Precedex, it is amazing to me when I get called to do an emergency intubation and nobody in the room knows where the Succynlcholine is located. It is my #1 choice NMB for intubation.

Of course, the patient always dictates what meds to use. I usually intubate with Propofol 1.5 to 3mg/kg or etomidate .2 to.4mg/kg (or whatever I think they can tolerate) for induction and Succynlcholine 1.5mg/kg for neuro muscular relaxation. I dont think I have ever used anything other than Succynlcholine as the NMB on an emergency intubation.

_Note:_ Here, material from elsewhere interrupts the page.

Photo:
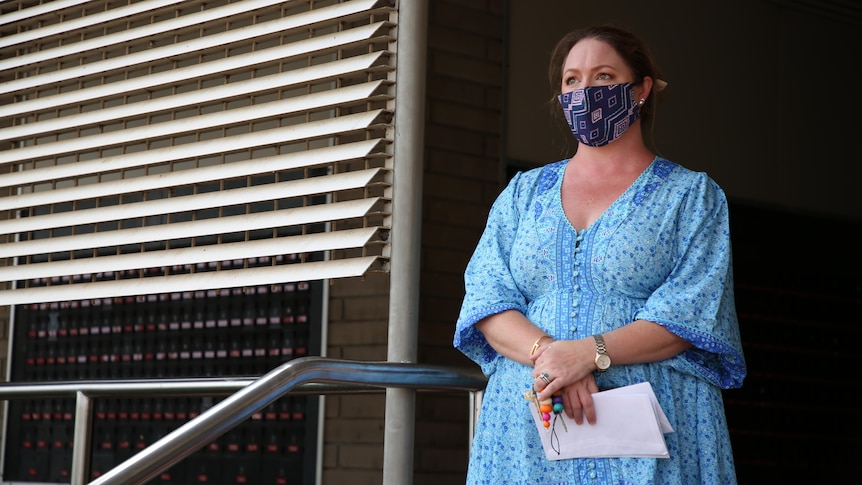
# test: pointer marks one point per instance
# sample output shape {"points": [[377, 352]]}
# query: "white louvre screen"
{"points": [[162, 146]]}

Also keep cetecaine spray handy for those that you are absolutely afraid of using a NMB.

Versed would be good, although I dont think it would be convenient to keep that in the intubation box.
 
In our code kit, we carry a minimum of:
Propofol
Etomidate
Sux
Rocuronium

Everything else is window dressing. Phenylephrine comes in handy for your induction of dry medicine patients. IV Lidocaine could be used if you do a lot of Neuro ICP issue intubations. You could have epi/atropine available if you feel like it, but these should be on code carts. Glyco if you want an antisialagogue before an awake intubation. The list could go on and on for every conceivable scenario, but like I said it's all window dressing. I just make sure I'm carrying the above 4.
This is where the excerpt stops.